BigQuery와 함께 Vertex AI에서 Ray 사용

Vertex AI에서 Ray 애플리케이션을 실행할 때 BigQuery를 클라우드 데이터베이스로 사용할 수 있습니다. 이 섹션에서는 Vertex AI의 Ray 클러스터에서 BigQuery 데이터베이스를 읽고 쓰는 방법을 설명합니다. 이 섹션의 단계에서는 Vertex AI SDK for Python을 사용한다고 가정합니다.

BigQuery 데이터 세트에서 읽으려면 새 BigQuery 데이터 세트를 만들거나 기존 데이터 세트를 사용해야 합니다.

Vertex AI 클라이언트에서 Ray 가져오기 및 초기화

Vertex AI의 Ray 클러스터에 이미 연결되어 있으면 커널을 다시 시작하고 다음 코드를 실행합니다. runtime_env 변수는 연결 시 BigQuery 명령어를 실행하기 위해 필요합니다.

import ray
from google.cloud import aiplatform

# The CLUSTER_RESOURCE_NAME is the one returned from vertex_ray.create_ray_cluster.
address = 'vertex_ray://{}'.format(CLUSTER_RESOURCE_NAME)

runtime_env = {
    "pip":
       ["google-cloud-aiplatform[ray]","ray==2.33.0"]
  }

ray.init(address=address, runtime_env=runtime_env)

BigQuery에서 데이터 읽기

BigQuery 데이터 세트에서 데이터를 읽습니다. 읽기는 Ray Task에서 수행해야 합니다.

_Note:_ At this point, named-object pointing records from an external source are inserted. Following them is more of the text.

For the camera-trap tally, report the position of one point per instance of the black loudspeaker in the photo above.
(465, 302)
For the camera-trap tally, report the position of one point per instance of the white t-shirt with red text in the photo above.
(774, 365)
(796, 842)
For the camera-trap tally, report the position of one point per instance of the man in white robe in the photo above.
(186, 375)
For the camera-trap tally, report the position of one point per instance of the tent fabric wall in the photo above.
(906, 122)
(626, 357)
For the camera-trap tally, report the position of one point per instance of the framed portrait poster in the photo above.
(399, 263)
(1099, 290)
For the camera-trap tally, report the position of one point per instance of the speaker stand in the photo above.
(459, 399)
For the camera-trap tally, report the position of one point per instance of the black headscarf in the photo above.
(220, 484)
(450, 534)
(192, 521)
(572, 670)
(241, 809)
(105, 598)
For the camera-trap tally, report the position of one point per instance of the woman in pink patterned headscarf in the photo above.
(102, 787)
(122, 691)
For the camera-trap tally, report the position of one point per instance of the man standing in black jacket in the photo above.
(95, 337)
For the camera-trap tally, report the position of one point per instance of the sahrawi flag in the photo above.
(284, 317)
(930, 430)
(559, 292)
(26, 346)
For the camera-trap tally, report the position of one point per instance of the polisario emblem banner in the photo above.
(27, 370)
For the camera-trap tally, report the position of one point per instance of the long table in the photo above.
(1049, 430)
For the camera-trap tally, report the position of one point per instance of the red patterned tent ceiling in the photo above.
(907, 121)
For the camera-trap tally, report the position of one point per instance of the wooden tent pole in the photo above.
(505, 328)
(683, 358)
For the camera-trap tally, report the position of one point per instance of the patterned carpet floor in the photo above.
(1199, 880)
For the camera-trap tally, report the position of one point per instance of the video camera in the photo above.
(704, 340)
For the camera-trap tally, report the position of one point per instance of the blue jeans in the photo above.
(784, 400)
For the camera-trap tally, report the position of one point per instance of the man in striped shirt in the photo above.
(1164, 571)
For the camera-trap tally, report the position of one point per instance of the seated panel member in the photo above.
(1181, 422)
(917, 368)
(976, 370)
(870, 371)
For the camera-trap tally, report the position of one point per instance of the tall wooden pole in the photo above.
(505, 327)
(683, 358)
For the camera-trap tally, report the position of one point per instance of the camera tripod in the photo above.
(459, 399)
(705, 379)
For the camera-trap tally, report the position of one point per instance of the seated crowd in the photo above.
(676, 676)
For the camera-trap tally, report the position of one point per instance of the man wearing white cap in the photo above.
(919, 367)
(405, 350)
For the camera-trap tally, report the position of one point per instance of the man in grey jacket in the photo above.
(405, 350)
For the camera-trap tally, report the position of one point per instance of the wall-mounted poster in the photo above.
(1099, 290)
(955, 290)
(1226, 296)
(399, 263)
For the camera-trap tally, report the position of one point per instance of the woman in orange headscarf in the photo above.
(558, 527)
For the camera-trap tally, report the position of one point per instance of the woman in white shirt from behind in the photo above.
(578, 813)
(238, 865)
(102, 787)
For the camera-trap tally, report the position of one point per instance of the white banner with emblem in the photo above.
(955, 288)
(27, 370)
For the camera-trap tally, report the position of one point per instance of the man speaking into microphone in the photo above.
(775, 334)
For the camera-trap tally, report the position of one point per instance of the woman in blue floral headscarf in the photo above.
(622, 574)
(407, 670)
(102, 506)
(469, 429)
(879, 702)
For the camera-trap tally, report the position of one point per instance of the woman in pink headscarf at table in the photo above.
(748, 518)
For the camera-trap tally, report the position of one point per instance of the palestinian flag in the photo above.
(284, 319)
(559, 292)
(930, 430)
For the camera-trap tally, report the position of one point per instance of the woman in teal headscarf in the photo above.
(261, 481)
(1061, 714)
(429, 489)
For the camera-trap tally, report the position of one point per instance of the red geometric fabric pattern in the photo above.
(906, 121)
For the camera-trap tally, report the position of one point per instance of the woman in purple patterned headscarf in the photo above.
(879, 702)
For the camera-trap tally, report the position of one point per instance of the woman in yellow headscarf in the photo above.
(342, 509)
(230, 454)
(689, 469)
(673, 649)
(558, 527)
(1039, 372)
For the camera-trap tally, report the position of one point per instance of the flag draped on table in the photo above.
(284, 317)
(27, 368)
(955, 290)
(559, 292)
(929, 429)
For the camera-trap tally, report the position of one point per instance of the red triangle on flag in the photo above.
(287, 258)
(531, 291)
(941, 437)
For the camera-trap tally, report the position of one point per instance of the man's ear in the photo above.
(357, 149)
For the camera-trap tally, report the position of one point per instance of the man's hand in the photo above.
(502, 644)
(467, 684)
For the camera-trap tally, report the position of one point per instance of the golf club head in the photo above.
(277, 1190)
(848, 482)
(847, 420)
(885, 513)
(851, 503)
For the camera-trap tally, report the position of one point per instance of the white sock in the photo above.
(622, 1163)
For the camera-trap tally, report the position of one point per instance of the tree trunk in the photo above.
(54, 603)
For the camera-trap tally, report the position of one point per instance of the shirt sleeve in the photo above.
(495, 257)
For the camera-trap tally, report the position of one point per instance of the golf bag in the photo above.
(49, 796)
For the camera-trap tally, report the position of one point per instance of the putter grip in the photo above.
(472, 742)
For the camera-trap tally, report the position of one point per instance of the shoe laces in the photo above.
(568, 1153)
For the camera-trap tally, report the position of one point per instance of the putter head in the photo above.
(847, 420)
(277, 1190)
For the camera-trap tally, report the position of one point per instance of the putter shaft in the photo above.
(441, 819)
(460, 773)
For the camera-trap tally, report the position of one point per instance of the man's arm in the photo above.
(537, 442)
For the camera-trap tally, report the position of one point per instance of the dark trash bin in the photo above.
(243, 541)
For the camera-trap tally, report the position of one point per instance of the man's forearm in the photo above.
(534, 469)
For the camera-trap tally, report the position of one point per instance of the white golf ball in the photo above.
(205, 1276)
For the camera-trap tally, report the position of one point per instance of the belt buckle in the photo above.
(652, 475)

aiplatform.init(project=PROJECT_ID, location=LOCATION)

@ray.remote
def run_remotely():
    import vertex_ray
    dataset = DATASET
    parallelism = PARALLELISM
    query = QUERY

    ds = vertex_ray.data.read_bigquery(
        dataset=dataset,
        parallelism=parallelism,
        query=query
    )
    ds.materialize()

각 항목의 의미는 다음과 같습니다.

PROJECT_ID: Google Cloud 프로젝트 ID입니다. Google Cloud 콘솔 시작 페이지에서 프로젝트 ID를 찾을 수 있습니다.
LOCATION: Dataset가 저장된 위치. 예를 들면 us-central1입니다.
DATASET: BigQuery 데이터 세트. dataset.table 형식이어야 합니다. 쿼리를 제공하려면 None으로 설정합니다.
PARALLELISM: 동시에 생성되는 읽기 태스크 수에 영향을 미치는 정수. 읽기 스트림이 요청한 것보다 적게 생성될 수 있습니다.
QUERY: BigQuery 데이터베이스에서 읽을 SQL 쿼리가 포함된 문자열. 쿼리가 필요하지 않으면 None으로 설정합니다.

데이터 변환

pyarrow 또는 pandas를 사용하여 BigQuery 테이블에서 행과 열을 업데이트하고 삭제합니다. pandas 변환을 사용하려면 입력 유형을 pyarrow로 유지하고 사용자 정의 함수(UDF) 내에서 pandas 변환 유형 오류를 포착할 수 있도록 UDF 내에서 pandas로 변환하는 것이 좋습니다. 변환은 Ray Task에서 수행해야 합니다.

@ray.remote
def run_remotely():
    # BigQuery Read first
    import pandas as pd
    import pyarrow as pa

    def filter_batch(table: pa.Table) -> pa.Table:
        df = table.to_pandas(types_mapper={pa.int64(): pd.Int64Dtype()}.get)
        # PANDAS_TRANSFORMATIONS_HERE
        return pa.Table.from_pandas(df)

    ds = ds.map_batches(filter_batch, batch_format="pyarrow").random_shuffle()
    ds.materialize()

    # You can repartition before writing to determine the number of write blocks
    ds = ds.repartition(4)
    ds.materialize()

BigQuery에 데이터 쓰기

BigQuery 데이터 세트에 데이터를 삽입합니다. 쓰기는 Ray Task에서 수행해야 합니다.

@ray.remote
def run_remotely():
    # BigQuery Read and optional data transformation first
    dataset=DATASET
    vertex_ray.data.write_bigquery(
        ds,
        dataset=dataset
    )